Claude API Token Limits Just Jumped 10x — Every Tier's New Numbers Explained
Tier 1 input tokens jumped from 30k to 500k per minute. Here's the full breakdown of every Claude API tier's new limits.
The Numbers You Actually Need: Claude API Rate Limits, Every Tier, Right Now
Tier 1 input tokens per minute just went from 30,000 to 500,000. That’s not a gradual rollout or a beta — it’s effective immediately, and every tier got a comparable jump. Tier 2 moved from 450k to 2M. Tier 3 from 800k to 5M. Tier 4 from 2M to 10M. If you’ve been architecting around the old limits, your assumptions are wrong in the best possible way.
The output side is where things get dramatic for certain workloads. Tier 1 output tokens per minute went from 8,000 to 80,000 — a 10x increase in a single day. If you were running parallel agents and hitting output ceilings constantly, that wall just moved.
This post is specifically about the API rate limit changes. The Claude Code session limit doubling and the peak-hours throttling removal are real and worth knowing about, but they’re covered elsewhere.

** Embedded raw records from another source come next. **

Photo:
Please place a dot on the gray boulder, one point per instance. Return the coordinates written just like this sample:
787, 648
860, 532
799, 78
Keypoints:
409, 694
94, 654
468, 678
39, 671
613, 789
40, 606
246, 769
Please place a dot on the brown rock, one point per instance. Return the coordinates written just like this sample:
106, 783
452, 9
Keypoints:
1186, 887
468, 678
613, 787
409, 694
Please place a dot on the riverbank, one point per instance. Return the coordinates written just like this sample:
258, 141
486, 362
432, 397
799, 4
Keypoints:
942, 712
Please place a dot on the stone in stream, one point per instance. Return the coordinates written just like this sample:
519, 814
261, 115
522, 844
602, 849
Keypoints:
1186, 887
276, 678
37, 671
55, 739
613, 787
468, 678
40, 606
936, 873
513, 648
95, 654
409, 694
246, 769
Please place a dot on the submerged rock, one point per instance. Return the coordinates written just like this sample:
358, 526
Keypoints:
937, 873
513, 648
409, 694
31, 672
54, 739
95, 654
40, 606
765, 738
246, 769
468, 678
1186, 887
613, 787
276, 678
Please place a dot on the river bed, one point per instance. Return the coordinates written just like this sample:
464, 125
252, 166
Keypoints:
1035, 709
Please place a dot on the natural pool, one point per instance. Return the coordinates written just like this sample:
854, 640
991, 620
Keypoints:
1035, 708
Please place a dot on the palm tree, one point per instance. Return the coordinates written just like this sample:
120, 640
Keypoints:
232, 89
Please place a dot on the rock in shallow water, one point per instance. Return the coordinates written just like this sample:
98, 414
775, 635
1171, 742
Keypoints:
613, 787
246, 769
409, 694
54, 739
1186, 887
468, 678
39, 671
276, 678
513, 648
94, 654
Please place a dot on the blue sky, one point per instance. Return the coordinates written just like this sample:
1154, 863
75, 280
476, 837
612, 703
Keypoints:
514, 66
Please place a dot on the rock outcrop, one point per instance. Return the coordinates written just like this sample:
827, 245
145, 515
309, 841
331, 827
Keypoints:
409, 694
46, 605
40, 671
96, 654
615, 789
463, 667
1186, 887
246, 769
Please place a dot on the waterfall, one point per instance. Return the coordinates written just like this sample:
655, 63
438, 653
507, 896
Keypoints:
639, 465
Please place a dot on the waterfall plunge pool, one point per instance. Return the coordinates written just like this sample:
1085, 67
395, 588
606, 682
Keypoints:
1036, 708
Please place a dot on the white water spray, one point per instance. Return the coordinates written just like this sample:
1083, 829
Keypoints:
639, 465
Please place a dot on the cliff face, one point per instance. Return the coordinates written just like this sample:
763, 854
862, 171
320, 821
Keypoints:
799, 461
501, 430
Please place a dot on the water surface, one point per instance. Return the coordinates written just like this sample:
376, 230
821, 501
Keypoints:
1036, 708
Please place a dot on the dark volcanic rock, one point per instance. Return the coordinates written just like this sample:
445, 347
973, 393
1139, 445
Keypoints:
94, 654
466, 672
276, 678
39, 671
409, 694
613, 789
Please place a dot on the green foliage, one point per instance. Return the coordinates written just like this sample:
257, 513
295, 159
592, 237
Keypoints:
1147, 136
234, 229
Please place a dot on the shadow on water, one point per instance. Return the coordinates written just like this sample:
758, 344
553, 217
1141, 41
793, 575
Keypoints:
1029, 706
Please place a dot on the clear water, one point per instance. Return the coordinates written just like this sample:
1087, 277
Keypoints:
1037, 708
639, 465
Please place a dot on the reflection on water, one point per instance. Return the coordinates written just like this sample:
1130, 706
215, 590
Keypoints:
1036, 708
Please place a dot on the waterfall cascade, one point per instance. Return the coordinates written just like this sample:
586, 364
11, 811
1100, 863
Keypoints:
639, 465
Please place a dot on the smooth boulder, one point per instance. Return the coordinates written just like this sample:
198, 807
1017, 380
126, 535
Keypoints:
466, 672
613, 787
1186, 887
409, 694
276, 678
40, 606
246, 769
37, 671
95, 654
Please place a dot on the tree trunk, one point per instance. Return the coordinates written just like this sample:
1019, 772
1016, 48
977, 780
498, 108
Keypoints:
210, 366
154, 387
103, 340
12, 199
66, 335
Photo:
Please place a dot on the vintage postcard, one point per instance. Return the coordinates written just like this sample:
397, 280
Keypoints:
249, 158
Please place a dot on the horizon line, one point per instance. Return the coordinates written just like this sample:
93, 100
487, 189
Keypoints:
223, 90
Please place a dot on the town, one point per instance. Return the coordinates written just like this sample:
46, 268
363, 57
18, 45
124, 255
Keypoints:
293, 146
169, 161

What matters here is what changed for API callers — the people building production systems, running batch jobs, and orchestrating multi-agent pipelines against the Opus endpoints.
What These Numbers Mean for Real Workloads
Before the change, Tier 1’s 30k input tokens per minute meant roughly 20–22 pages of context per minute. At 500k, you’re looking at something closer to 370 pages per minute. That’s not a marginal improvement — it’s a different category of what’s possible.
The output limit increase matters even more for certain patterns. At 8,000 output tokens per minute on Tier 1, running five agents in parallel each generating substantial responses was essentially impossible without aggressive rate-limit handling and queuing. At 80,000, you can actually do it. Multi-agent workflows that were theoretically correct but practically unusable become viable.
For Tier 4 API users — typically large enterprise accounts — the jump from 2M to 10M input tokens per minute means you can now saturate Opus with context at a scale that previously required careful batching and scheduling. If you’re running document analysis pipelines or large-scale code review systems, the throughput ceiling just moved by 5x.
The reason this happened at all is worth understanding. Anthropic’s head of growth Amal Avisari explained the prioritization directly: only a very small percentage of users were hitting weekly limits, but a much larger portion were hitting the 5-hour session limit. So they fixed the session limit first. The API rate limit increase came alongside the SpaceX compute deal — Anthropic now has full use of XAI’s Colossus 1 data center in Memphis, Tennessee: 220,000 Nvidia GPUs (mostly H100s) running at 300 MW capacity. That’s the compute that made these numbers possible.
What You Need to Check Before Rebuilding Anything
You need to know your current tier before you redesign anything around the new limits.
Your tier is determined by your account’s API usage history and spend. Anthropic’s usage tiers documentation defines the thresholds. Tier 1 is where new API accounts start. Tier 4 requires significant historical spend. If you’re not sure which tier you’re on, check the Anthropic Console under your account settings — it’s listed there.
You also need to be on an Opus model endpoint for these specific limits to apply. The announcement specifies these rate limit increases are for Claude Opus models. If you’re calling claude-sonnet-4-5 or claude-haiku-3-5, the new numbers don’t apply to those endpoints in the same way.
One more prerequisite: if you’ve been using Open Router to route around Anthropic’s paid API, these rate limit changes only apply to direct Anthropic API calls. Open Router has its own rate limiting layer on top.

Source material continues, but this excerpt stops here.